Police officers stand guard with the statue of former President Andrew Jackson after protesters tried to topple it Monday in Lafayette Square in Washington, D.C.
Eric Baradat
AFP via Getty Images
Police officers stand guard with the statue of former President Andrew Jackson after protesters tried to topple it Monday in Lafayette Square in Washington, D.C.

President Trump vowed via Twitter on Tuesday morning that anyone who vandalizes "any monument, statue or other such federal property" will be arrested and face up to 10 years in prison, citing a little-known 2003 piece of legislation.

His announcement comes after he decried an attempt by demonstrators to remove a statue of Andrew Jackson that sits across from the White House. Referencing the Veterans' Memorial Preservation Act in a separate tweet, Trump warned such protesters: "Beware!"

Despite Trump's assertions, the act doesn't require his authorization.

Passed in 2003, it states that a person who "willfully injures or destroys, or attempts to injure or destroy, any structure, plaque, statue, or other monument on public property commemorating the service of any person or persons in the armed forces of the United States shall be fined under this title, imprisoned not more than 10 years, or both."

The act, whose text can fit on a single page, was passed with bipartisan support following vandalism at various veterans cemeteries.

Republican Sen. Tom Cotton of Arkansas has also called for the Justice Department to use the act to bring charges against those who attempt to topple monuments.

On Monday, he penned a letterto Attorney General William Barr, saying, "It's past time to stop the mob; these vandals should be prosecuted to the fullest extent of the law."

Trump told reporters before taking off to Arizona to campaign that he plans to sign an executive order to "reinforce what's already there, but in a more uniform way." He did not elaborate on what that means.

"We are looking at long-term jail sentences for these vandals and these hoodlums and these anarchists and agitators and call it whatever you want," Trump said. "Some people don't like that language, but that's what they are.

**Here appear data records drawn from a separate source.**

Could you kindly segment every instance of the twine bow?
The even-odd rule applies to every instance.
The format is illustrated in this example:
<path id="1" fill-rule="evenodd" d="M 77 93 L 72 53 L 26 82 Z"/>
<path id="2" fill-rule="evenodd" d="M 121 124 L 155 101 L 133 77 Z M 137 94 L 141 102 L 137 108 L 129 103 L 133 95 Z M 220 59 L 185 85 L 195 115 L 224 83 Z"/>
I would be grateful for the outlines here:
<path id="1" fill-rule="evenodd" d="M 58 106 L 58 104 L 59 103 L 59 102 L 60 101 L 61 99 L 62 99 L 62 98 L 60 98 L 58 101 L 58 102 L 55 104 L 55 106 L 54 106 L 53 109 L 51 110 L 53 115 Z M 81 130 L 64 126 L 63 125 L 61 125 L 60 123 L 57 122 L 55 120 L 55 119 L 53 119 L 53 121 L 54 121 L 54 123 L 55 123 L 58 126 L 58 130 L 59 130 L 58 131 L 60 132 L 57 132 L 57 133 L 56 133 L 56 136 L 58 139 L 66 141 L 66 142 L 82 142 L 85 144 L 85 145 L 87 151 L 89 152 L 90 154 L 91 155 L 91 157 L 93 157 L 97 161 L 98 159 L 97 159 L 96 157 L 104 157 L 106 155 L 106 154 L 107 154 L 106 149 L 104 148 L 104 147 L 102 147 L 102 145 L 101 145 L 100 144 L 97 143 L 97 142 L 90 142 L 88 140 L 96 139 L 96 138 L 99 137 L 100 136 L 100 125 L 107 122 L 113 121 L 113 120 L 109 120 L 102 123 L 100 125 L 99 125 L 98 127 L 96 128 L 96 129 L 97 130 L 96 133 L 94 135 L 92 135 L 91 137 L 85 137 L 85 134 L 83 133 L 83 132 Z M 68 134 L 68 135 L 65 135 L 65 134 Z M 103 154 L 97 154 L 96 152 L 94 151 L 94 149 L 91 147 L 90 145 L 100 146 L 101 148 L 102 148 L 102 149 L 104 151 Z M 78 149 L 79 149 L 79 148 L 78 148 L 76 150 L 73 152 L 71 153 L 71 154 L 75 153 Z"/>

They're bad people. They don't love our country. And they're not taking down our monuments, I just want to make that clear."

Chad Williams, chair of the Department of African and African American Studies at Brandeis University, calls Trump's plan for an executive order problematic.

"How an order like that would actually be enforced remains to be seen," he said. "But what this thing speaks to in a really problematic way is the president's desire to tamp down, to crush any forms of protest and dissent and to weaponize the various apparatuses of federal government, including the military, National Guard, Secret Service, to act as agents of enforcement."

More than 70 Confederate monuments have been taken down since the 2015 shooting at a Charleston, S.C., church, according to data compiled by The Washington Post. The paper said about a third of those monuments were forced down in the weeks following the death of George Floyd, a Black man who was killed when a police officer held a knee to his neck for more than 8 minutes.

Floyd's death sparked a national reckoning on racial injustice as demonstrators took to the streets to protest white supremacy and police brutality.

Some protests have led to the destruction of various Confederate memorials.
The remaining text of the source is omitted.